In the above instruction, use -c to select the training to use the configs/e2e/e2e_r50_vd_pg.yml configuration file. For a detailed explanation of the configuration file, please refer to config.

You can also use -o to change the training parameters without modifying the yml file. For example, adjust the training learning rate to 0.0001

python3 tools/train.py -c configs/e2e/e2e_r50_vd_pg.yml -o Optimizer.base_lr=0.0001

Load trained model and continue training

If you would like to load trained model and continue the training again, you can specify the parameter Global.checkpoints as the model path to be loaded.

python3 tools/train.py -c configs/e2e/e2e_r50_vd_pg.yml -o Global.checkpoints=./your/trained/model

Note: The priority of Global.checkpoints is higher than that of Global.pretrain_weights, that is, when two parameters are specified at the same time, the model specified by Global.checkpoints will be loaded first.

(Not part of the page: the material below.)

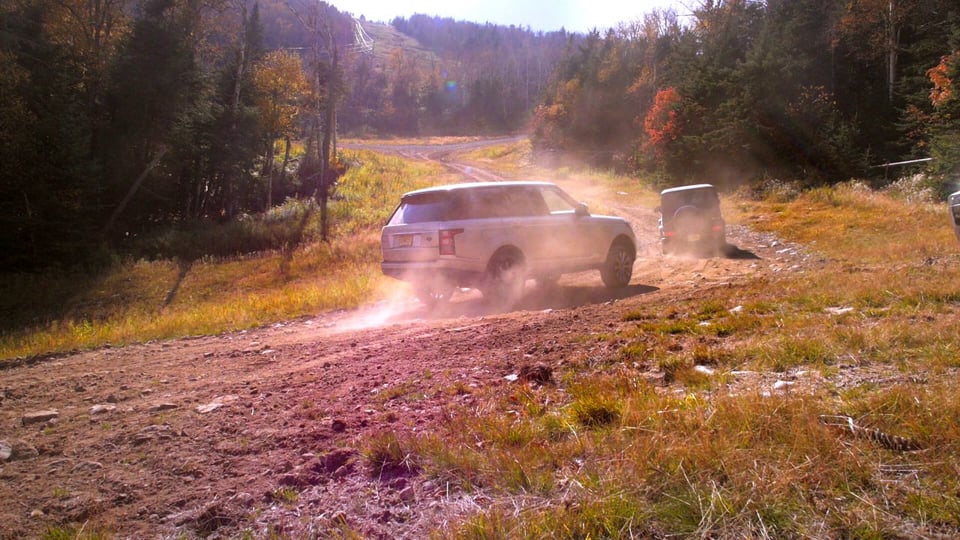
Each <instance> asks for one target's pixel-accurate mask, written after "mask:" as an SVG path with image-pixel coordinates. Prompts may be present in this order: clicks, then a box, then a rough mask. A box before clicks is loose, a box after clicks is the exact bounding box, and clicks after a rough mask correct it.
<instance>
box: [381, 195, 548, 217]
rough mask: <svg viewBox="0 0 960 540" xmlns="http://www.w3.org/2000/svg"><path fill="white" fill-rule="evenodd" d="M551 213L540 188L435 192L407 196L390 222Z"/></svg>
mask: <svg viewBox="0 0 960 540" xmlns="http://www.w3.org/2000/svg"><path fill="white" fill-rule="evenodd" d="M549 213H550V210H549V209H548V208H547V204H546V203H545V202H544V200H543V196H542V195H541V194H540V190H539V189H536V188H508V189H503V188H499V187H491V188H482V189H462V190H455V191H432V192H427V193H417V194H414V195H407V196H406V197H404V198H403V200H402V201H401V202H400V206H399V207H398V208H397V210H396V211H395V212H394V213H393V216H391V218H390V221H389V222H388V225H404V224H411V223H426V222H430V221H454V220H461V219H484V218H509V217H524V216H543V215H547V214H549Z"/></svg>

If the model path specified by Global.checkpoints is wrong, the one specified by Global.pretrain_weights will be loaded.

PaddleOCR calculates three indicators for evaluating performance of OCR end-to-end task: Precision, Recall, and Hmean.

Run the following code to calculate the evaluation indicators. The result will be saved in the test result file specified by save_res_path in the configuration file e2e_r50_vd_pg.yml When evaluating, set post-processing parameters max_side_len=768. If you use different datasets, different models for training. The model parameters during training are saved in the Global.save_model_dir directory by default. When evaluating indicators, you need to set Global.checkpoints to point to the saved parameter file.

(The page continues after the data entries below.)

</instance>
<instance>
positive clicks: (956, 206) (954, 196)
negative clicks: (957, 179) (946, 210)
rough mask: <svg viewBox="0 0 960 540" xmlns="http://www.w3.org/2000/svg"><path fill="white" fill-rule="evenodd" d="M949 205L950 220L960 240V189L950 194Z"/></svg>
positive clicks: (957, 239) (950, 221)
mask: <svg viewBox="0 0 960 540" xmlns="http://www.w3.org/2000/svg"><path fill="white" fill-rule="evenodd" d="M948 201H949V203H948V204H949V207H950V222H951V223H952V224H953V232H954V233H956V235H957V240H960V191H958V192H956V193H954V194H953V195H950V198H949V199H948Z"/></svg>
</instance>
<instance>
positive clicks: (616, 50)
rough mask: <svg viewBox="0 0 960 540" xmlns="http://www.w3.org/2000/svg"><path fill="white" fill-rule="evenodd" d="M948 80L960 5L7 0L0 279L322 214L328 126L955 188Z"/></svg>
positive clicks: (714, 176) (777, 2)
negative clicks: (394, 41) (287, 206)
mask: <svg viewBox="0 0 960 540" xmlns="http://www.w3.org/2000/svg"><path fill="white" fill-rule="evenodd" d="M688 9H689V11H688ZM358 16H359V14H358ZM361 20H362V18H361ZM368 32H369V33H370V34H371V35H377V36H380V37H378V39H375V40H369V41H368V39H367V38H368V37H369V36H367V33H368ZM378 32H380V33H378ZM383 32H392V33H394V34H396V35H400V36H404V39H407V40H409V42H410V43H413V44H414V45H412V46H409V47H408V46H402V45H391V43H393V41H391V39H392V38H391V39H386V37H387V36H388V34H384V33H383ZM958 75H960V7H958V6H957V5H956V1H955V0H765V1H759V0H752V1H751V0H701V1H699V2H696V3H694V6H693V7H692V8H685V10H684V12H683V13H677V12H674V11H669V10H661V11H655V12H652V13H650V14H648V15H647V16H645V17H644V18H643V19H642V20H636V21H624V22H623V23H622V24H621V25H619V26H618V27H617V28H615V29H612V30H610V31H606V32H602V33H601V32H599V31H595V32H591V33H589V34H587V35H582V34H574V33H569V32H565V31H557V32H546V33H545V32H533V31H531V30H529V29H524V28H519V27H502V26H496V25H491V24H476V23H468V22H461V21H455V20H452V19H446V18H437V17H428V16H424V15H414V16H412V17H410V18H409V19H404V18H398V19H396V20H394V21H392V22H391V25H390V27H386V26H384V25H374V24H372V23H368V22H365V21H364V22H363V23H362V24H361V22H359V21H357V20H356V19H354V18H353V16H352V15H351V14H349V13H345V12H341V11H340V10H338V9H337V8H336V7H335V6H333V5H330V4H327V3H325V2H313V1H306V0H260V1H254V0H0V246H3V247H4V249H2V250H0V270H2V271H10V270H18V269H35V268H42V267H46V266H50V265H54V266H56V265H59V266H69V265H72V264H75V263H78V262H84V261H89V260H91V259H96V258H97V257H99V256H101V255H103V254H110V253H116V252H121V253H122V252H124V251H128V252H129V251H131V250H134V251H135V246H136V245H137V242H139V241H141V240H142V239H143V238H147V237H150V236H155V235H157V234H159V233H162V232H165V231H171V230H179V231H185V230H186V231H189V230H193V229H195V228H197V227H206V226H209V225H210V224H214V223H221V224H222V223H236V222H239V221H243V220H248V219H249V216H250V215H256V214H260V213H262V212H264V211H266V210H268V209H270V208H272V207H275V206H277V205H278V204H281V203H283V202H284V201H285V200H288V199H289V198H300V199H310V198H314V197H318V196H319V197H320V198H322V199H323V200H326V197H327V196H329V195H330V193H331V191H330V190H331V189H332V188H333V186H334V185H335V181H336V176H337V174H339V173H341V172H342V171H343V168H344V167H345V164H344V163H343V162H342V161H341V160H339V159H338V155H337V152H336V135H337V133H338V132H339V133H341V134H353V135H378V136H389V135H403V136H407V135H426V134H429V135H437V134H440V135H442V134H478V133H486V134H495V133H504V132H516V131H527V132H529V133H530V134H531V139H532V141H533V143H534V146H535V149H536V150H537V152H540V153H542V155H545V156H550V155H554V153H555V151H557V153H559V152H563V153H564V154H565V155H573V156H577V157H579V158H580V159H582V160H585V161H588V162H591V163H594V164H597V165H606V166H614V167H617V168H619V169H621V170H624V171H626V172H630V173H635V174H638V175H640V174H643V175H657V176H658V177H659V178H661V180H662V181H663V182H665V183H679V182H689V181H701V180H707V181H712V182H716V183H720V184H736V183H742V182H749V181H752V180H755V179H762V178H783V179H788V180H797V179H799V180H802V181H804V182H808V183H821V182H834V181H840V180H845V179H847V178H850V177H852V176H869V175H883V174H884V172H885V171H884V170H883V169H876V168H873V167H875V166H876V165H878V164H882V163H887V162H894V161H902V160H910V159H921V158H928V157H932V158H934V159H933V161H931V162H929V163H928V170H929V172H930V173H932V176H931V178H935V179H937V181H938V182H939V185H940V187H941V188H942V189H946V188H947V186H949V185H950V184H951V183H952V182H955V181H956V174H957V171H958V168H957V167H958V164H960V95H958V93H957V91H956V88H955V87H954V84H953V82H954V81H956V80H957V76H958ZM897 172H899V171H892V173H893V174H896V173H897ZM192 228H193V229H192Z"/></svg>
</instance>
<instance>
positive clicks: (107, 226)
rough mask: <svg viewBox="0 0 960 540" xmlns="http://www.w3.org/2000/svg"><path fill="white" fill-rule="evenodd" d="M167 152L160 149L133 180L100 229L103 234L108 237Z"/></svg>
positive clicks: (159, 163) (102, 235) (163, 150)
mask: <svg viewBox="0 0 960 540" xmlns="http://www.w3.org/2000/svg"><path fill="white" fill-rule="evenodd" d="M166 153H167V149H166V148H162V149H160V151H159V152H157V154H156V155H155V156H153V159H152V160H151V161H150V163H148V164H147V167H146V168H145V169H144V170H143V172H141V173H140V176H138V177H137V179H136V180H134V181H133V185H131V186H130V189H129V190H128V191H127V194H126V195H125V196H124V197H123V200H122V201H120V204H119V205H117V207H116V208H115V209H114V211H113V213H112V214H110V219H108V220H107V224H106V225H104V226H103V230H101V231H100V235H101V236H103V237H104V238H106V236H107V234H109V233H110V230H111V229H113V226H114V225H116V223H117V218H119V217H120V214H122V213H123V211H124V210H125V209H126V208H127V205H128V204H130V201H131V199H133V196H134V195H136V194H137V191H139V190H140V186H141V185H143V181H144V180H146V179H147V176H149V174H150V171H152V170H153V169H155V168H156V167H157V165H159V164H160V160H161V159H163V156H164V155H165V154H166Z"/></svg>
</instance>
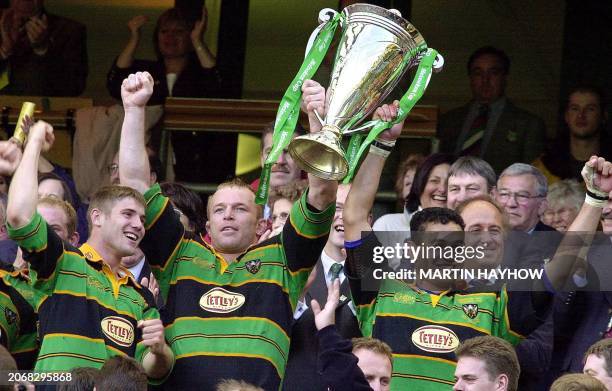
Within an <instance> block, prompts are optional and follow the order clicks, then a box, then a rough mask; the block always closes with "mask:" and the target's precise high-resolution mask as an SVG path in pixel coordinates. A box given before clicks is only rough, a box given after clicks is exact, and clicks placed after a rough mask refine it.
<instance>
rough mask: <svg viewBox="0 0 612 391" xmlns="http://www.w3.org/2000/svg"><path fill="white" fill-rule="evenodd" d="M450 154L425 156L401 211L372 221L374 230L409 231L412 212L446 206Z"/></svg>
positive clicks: (382, 216) (415, 211) (412, 184)
mask: <svg viewBox="0 0 612 391" xmlns="http://www.w3.org/2000/svg"><path fill="white" fill-rule="evenodd" d="M453 161H454V158H453V156H452V155H448V154H443V153H434V154H433V155H430V156H429V157H427V158H426V159H425V160H424V161H423V164H421V166H420V167H419V168H418V170H417V171H416V173H415V175H414V182H413V183H412V186H411V188H410V193H408V196H407V197H406V203H405V205H404V211H403V212H402V213H390V214H386V215H384V216H382V217H380V218H379V219H378V220H376V222H375V223H374V226H373V228H374V231H410V219H411V218H412V215H413V214H414V212H416V211H417V210H420V209H424V208H431V207H436V206H437V207H442V208H445V207H446V179H447V177H448V170H449V168H450V166H451V164H452V163H453Z"/></svg>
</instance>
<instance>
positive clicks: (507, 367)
mask: <svg viewBox="0 0 612 391" xmlns="http://www.w3.org/2000/svg"><path fill="white" fill-rule="evenodd" d="M455 355H456V356H457V367H456V368H455V385H454V387H453V390H456V391H473V390H474V391H475V390H483V391H485V390H487V391H492V390H495V391H517V390H518V379H519V374H520V372H521V368H520V367H519V363H518V358H517V357H516V353H515V352H514V348H513V347H512V345H510V344H509V343H508V342H506V341H504V340H503V339H501V338H497V337H491V336H484V337H474V338H470V339H466V340H464V341H463V342H462V343H461V345H459V347H458V348H457V350H455Z"/></svg>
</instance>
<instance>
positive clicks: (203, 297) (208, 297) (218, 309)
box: [200, 287, 246, 314]
mask: <svg viewBox="0 0 612 391" xmlns="http://www.w3.org/2000/svg"><path fill="white" fill-rule="evenodd" d="M245 301H246V299H245V297H244V295H241V294H240V293H234V292H230V291H228V290H225V289H223V288H220V287H216V288H213V289H211V290H209V291H208V292H206V293H205V294H203V295H202V297H201V298H200V307H202V309H203V310H205V311H209V312H216V313H218V314H227V313H228V312H232V311H236V310H237V309H238V308H240V307H242V305H243V304H244V302H245Z"/></svg>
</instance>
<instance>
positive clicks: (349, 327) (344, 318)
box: [283, 259, 361, 391]
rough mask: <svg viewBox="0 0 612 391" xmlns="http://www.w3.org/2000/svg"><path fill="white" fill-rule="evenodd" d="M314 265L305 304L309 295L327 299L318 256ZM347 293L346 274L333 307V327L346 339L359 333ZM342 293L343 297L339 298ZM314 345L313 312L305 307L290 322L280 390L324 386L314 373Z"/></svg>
mask: <svg viewBox="0 0 612 391" xmlns="http://www.w3.org/2000/svg"><path fill="white" fill-rule="evenodd" d="M317 265H318V266H317V276H316V277H315V281H314V282H313V284H312V286H311V287H310V290H309V291H308V292H307V293H306V303H307V304H308V306H309V307H310V301H311V300H312V299H315V300H317V301H318V302H319V303H320V304H321V305H324V304H325V302H326V301H327V285H326V283H325V276H324V275H323V273H324V271H323V264H322V263H321V259H319V261H318V263H317ZM350 296H351V293H350V287H349V283H348V278H345V279H344V281H343V282H342V284H341V285H340V299H341V300H340V304H339V306H338V308H337V309H336V327H337V330H338V332H339V333H340V335H341V336H342V338H346V339H350V338H353V337H361V331H360V330H359V324H358V323H357V318H355V316H354V315H353V312H352V311H351V309H350V307H349V306H348V303H349V302H350ZM343 297H344V300H342V299H343ZM318 346H319V341H318V338H317V328H316V326H315V323H314V314H313V312H312V310H311V309H310V308H308V309H307V310H306V311H305V312H304V313H303V314H302V316H301V317H300V318H299V319H298V320H297V321H295V323H294V324H293V328H292V334H291V347H290V348H289V359H288V362H287V368H286V370H285V378H284V380H283V390H287V391H293V390H296V391H301V390H305V389H309V390H327V388H326V387H325V385H324V384H323V381H322V380H323V379H322V378H321V376H320V374H319V373H317V355H318V353H319V352H318Z"/></svg>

python3 tools/eval.py -c configs/e2e/e2e_r50_vd_pg.yml  -o Global.checkpoints="{path/to/weights}/best_accuracy"

Model Test

Test the end-to-end result on a single image:

python3 tools/infer_e2e.py -c configs/e2e/e2e_r50_vd_pg.yml -o Global.infer_img="./doc/imgs_en/img_10.jpg" Global.pretrained_model="./output/e2e_pgnet/best_accuracy" Global.load_static_weights=false

Test the end-to-end result on all images in the folder:

python3 tools/infer_e2e.py -c configs/e2e/e2e_r50_vd_pg.yml -o Global.infer_img="./doc/imgs_en/" Global.pretrained_model="./output/e2e_pgnet/best_accuracy" Global.load_static_weights=false

Model inference

(1).Quadrangle text detection model (ICDAR2015)

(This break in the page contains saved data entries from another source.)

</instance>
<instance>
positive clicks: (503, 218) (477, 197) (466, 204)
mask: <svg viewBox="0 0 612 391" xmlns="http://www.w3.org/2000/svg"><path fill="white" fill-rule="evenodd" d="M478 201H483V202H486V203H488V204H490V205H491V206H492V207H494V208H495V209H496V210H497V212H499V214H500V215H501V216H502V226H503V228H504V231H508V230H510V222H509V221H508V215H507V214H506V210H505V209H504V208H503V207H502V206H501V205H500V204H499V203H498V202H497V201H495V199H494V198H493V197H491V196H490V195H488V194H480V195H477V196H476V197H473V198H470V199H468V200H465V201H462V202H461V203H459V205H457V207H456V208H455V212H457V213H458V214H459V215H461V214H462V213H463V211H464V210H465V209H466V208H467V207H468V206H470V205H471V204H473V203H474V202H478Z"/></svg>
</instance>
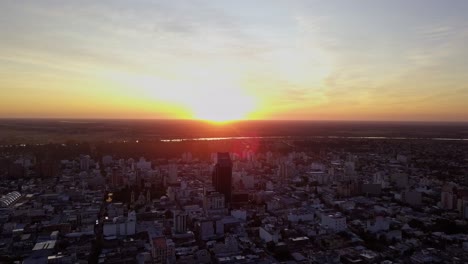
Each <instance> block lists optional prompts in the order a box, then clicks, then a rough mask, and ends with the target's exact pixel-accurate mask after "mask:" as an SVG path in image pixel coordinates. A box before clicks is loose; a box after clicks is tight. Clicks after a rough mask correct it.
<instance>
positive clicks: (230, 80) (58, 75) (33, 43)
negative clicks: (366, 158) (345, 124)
mask: <svg viewBox="0 0 468 264" xmlns="http://www.w3.org/2000/svg"><path fill="white" fill-rule="evenodd" d="M467 14H468V1H464V0H450V1H432V0H412V1H408V0H392V1H374V0H357V1H345V0H343V1H333V0H330V1H328V0H327V1H312V0H310V1H294V0H291V1H279V0H278V1H276V0H266V1H244V0H237V1H231V0H229V1H227V0H226V1H224V0H220V1H198V0H190V1H149V0H147V1H144V0H132V1H130V0H128V1H121V0H112V1H110V0H109V1H107V0H102V1H96V0H92V1H63V0H55V1H52V0H41V1H38V0H31V1H17V0H11V1H10V0H2V1H1V2H0V90H1V96H0V117H7V118H16V117H28V118H29V117H41V118H155V119H159V118H165V119H166V118H167V119H177V118H181V119H191V118H196V119H208V120H230V119H296V120H297V119H301V120H309V119H310V120H405V121H407V120H420V121H441V120H443V121H468V48H467V47H468V19H467Z"/></svg>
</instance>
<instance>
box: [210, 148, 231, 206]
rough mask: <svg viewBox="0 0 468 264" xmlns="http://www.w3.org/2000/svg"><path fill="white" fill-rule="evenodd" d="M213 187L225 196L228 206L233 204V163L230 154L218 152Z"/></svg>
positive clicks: (224, 152) (225, 200)
mask: <svg viewBox="0 0 468 264" xmlns="http://www.w3.org/2000/svg"><path fill="white" fill-rule="evenodd" d="M213 187H214V188H215V190H216V191H217V192H219V193H222V194H224V198H225V202H226V204H227V205H230V203H231V193H232V161H231V157H230V155H229V153H228V152H218V155H217V162H216V165H215V167H214V170H213Z"/></svg>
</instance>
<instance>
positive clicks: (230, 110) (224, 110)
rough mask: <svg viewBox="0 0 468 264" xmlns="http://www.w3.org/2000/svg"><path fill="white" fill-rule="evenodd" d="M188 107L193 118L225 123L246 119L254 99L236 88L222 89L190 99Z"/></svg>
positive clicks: (249, 110)
mask: <svg viewBox="0 0 468 264" xmlns="http://www.w3.org/2000/svg"><path fill="white" fill-rule="evenodd" d="M190 108H191V109H192V112H193V117H194V118H195V119H199V120H205V121H210V122H215V123H225V122H230V121H236V120H243V119H247V118H248V117H249V114H250V113H252V111H253V110H254V108H255V100H254V98H252V97H251V96H248V95H245V94H242V93H241V92H239V91H237V90H224V91H219V92H216V93H211V94H209V95H206V96H202V97H200V98H197V99H194V100H191V102H190Z"/></svg>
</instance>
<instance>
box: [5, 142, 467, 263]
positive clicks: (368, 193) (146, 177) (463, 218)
mask: <svg viewBox="0 0 468 264" xmlns="http://www.w3.org/2000/svg"><path fill="white" fill-rule="evenodd" d="M183 143H184V142H165V144H168V145H171V144H172V145H174V144H183ZM113 144H132V146H138V145H144V142H137V141H136V142H127V143H109V145H113ZM190 144H191V147H190V151H188V150H187V151H183V152H180V153H179V154H178V155H168V156H167V157H161V155H159V157H144V156H122V154H121V152H116V153H110V152H109V153H102V152H103V151H102V149H99V146H96V145H93V144H83V143H74V144H71V143H68V145H67V144H52V143H51V144H46V145H40V146H30V145H27V144H21V145H2V146H1V148H0V152H1V158H0V178H1V182H0V183H1V185H0V186H1V187H0V191H1V193H2V197H1V201H0V205H1V209H0V210H1V214H0V215H1V220H0V221H1V225H0V227H1V239H0V255H1V260H0V261H3V262H7V263H13V262H16V263H385V264H389V263H466V262H467V261H468V234H467V232H468V231H467V230H468V225H467V220H466V219H468V187H467V186H468V185H467V184H468V182H467V177H466V176H467V173H468V145H467V144H466V141H462V140H449V139H447V140H442V139H439V140H433V139H432V140H431V139H413V140H410V139H378V138H376V139H343V138H342V139H340V138H329V139H323V138H322V139H304V140H299V139H297V140H283V139H281V140H280V139H224V140H213V141H209V140H207V141H203V142H190ZM210 145H213V146H212V147H211V148H207V147H206V146H210ZM182 147H183V146H179V148H182ZM38 148H39V149H38ZM52 149H54V150H55V152H54V153H55V154H54V155H49V154H48V153H52V151H51V150H52ZM57 149H58V150H57ZM67 149H74V150H73V151H67ZM197 149H198V151H197ZM200 149H203V151H200ZM216 149H219V150H220V151H219V152H218V151H213V150H216ZM86 150H88V151H87V152H86ZM79 152H83V153H81V154H78V155H75V154H73V153H79ZM160 152H161V150H160ZM57 153H63V158H60V154H57ZM117 153H120V154H117Z"/></svg>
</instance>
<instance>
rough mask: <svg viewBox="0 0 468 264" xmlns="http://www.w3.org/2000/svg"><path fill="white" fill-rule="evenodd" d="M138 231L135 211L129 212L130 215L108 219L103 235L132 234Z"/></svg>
mask: <svg viewBox="0 0 468 264" xmlns="http://www.w3.org/2000/svg"><path fill="white" fill-rule="evenodd" d="M135 233H136V214H135V212H134V211H132V212H129V213H128V217H124V216H119V217H114V218H113V219H112V220H106V221H104V224H103V235H104V236H106V237H109V236H115V237H120V236H131V235H134V234H135Z"/></svg>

First, convert the model saved in the PGNet end-to-end training process into an inference model. In the first stage of training based on composite dataset, the model of English data set training is taken as an examplemodel download link, you can use the following command to convert:

wget https://paddleocr.bj.bcebos.com/dygraph_v2.0/pgnet/en_server_pgnetA.tar && tar xf en_server_pgnetA.tar
python3 tools/export_model.py -c configs/e2e/e2e_r50_vd_pg.yml -o Global.pretrained_model=./en_server_pgnetA/best_accuracy Global.load_static_weights=False Global.save_inference_dir=./inference/e2e

For PGNet quadrangle end-to-end model inference, you need to set the parameter --e2e_algorithm="PGNet" and --e2e_pgnet_valid_set="partvgg", run the following command:

python3 tools/infer/predict_e2e.py --e2e_algorithm="PGNet" --image_dir="./doc/imgs_en/img_10.jpg" --e2e_model_dir="./inference/e2e/" --e2e_pgnet_valid_set="partvgg"

The visualized text detection results are saved to the ./inference_results folder by default, and the name of the result file is prefixed with 'e2e_res'. Examples of results are as follows:

(2). Curved text detection model (Total-Text)

For the curved text example, we use the same model as the quadrilateral For PGNet end-to-end curved text detection model inference, you need to set the parameter --e2e_algorithm="PGNet" and --e2e_pgnet_valid_set="totaltext", run the following command:

python3 tools/infer/predict_e2e.py --e2e_algorithm="PGNet" --image_dir="./doc/imgs_en/img623.jpg" --e2e_model_dir="./inference/e2e/" --e2e_pgnet_valid_set="totaltext"